Der ungarischstämmige US-Milliardär George Soros, der derzeit in Wien weilt, ist am Sonntagabend mit Bundeskanzler Sebastian Kurz zu einem Arbeitsgespräch zusammengetroffen. Laut dem Kanzlerbüro ging es dabei vor allem um die Themen Brexit, Migration und die Ansiedlung der von Soros gegründeten Central European University. Für die rechtskonservative ungarische Regierung ist der 88-jährige Soros eine Hassfigur, dem die Schuld an der Migrationskrise des Jahres 2015 umgehängt wird. Ihm wird vorgeworfen, einen eigenen „Plan“ zur Ansiedlung von Migranten in Europa zu haben.
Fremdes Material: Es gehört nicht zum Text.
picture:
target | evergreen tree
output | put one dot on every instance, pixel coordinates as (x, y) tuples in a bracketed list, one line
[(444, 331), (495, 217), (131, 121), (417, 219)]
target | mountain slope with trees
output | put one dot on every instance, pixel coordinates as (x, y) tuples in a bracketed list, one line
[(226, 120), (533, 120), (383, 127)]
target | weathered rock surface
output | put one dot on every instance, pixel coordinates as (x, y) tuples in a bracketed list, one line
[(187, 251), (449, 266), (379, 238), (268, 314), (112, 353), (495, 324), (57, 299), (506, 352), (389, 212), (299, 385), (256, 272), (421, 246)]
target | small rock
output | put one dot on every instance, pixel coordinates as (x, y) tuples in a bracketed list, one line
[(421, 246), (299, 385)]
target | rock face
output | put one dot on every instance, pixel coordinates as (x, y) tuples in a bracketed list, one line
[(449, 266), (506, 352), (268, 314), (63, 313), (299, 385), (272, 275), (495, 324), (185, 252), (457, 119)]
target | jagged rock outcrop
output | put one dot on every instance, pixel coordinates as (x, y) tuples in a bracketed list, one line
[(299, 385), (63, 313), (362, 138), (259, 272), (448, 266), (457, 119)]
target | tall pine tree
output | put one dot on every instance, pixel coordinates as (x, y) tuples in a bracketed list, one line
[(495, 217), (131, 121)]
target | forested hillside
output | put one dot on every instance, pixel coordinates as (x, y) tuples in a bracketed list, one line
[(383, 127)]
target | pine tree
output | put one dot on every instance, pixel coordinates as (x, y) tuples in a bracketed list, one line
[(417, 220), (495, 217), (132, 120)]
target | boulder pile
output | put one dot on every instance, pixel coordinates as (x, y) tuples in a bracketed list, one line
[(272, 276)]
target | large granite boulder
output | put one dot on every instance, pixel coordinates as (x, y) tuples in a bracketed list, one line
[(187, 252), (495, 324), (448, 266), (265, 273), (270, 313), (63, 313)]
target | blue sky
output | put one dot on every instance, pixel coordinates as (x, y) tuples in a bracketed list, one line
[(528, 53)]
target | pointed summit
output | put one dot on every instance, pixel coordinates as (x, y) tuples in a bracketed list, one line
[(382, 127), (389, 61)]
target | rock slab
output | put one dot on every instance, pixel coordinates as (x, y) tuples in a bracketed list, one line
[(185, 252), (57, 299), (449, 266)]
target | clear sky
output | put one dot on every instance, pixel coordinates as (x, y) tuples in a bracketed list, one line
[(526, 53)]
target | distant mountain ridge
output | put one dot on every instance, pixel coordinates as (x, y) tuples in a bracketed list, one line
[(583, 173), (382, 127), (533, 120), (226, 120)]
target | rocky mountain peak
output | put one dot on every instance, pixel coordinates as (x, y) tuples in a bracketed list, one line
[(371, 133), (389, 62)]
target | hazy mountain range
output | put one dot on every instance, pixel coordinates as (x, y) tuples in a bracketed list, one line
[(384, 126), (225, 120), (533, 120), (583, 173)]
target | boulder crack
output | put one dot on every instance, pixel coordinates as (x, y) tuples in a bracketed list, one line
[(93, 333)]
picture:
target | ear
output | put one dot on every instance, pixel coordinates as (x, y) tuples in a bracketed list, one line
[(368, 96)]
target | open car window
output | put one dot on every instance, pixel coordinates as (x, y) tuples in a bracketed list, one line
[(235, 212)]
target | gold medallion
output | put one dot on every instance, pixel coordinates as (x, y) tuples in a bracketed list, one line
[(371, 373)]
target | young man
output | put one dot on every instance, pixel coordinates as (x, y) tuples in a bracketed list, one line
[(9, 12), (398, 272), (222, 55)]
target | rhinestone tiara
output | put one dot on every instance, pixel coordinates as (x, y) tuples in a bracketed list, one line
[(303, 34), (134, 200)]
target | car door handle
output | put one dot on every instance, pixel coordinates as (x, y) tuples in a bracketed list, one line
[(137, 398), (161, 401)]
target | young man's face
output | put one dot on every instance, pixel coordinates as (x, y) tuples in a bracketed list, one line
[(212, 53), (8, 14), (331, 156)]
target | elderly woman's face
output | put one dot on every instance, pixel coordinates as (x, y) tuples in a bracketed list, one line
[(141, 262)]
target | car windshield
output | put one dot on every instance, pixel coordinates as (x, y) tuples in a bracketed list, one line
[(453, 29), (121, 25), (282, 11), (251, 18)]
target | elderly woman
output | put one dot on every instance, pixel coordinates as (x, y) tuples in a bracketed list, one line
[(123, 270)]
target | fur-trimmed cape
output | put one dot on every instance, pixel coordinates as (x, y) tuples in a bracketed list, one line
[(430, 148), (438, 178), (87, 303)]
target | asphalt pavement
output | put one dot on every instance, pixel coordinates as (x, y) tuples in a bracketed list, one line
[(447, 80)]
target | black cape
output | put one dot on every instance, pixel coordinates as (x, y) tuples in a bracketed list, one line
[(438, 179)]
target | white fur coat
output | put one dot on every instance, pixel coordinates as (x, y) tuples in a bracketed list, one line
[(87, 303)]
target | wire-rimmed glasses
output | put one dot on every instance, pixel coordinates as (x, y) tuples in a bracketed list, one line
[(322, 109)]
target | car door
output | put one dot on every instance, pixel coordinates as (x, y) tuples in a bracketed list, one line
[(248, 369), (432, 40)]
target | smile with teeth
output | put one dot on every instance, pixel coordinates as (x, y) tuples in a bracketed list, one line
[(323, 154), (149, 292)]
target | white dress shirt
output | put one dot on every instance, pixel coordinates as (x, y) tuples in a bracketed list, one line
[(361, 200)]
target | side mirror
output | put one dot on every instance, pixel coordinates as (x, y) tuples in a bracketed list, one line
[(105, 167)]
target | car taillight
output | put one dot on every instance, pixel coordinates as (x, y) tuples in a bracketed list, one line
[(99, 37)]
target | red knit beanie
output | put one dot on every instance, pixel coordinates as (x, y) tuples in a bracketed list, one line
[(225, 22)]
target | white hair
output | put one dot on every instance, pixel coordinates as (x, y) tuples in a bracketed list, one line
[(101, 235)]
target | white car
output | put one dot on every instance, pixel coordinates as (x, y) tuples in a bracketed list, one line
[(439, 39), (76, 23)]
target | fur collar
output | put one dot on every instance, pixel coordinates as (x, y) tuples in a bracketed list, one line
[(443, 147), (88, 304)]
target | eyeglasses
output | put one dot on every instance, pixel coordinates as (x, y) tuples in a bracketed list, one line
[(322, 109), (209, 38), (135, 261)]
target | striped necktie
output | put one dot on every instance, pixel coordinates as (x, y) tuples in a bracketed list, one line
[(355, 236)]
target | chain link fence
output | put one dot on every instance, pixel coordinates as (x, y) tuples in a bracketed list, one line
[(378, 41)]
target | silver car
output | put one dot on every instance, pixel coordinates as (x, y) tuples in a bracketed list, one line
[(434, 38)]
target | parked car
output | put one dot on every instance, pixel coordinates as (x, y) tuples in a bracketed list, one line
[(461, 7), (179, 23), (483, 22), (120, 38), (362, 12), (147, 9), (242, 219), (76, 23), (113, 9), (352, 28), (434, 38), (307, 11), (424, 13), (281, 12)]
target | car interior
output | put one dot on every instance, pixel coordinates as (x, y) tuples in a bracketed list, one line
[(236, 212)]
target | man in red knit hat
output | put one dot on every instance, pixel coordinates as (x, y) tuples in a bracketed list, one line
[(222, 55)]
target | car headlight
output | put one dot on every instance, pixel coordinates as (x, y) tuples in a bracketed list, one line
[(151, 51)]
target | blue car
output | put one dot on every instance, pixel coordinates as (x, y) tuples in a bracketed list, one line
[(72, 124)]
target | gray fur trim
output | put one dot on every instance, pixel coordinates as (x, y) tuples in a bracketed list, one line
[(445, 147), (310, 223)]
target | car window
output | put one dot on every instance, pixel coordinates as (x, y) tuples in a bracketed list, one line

Die österreichische Regierung sieht den Holocaust-Überlebenden weit weniger kritisch. In der Migrationspolitik gebe es aber „durchaus unterschiedliche Auffassungen“, hieß es nach dem Treffen aus dem Kanzlerbüro.
Einig ist man sich hingegen über die Ansiedlung der Soros-Uni, die in Ungarn massiv unter Druck geraten ist und das Land verlassen will. Nach dem Beschluss eines entsprechenden Gesetzes der Regierung von Ministerpräsident Viktor Orban über ausländische Universitäten hängt die CEU in der Luft. Noch unter der vergangenen rot-schwarzen Regierung war der international renommierten Universität eine Übersiedlung nach Wien angeboten worden. Bereits im Herbst 2019 soll der Forschungs- und Lehrbetrieb am Areal des Otto-Wagner-Spitals in Wien beginnen.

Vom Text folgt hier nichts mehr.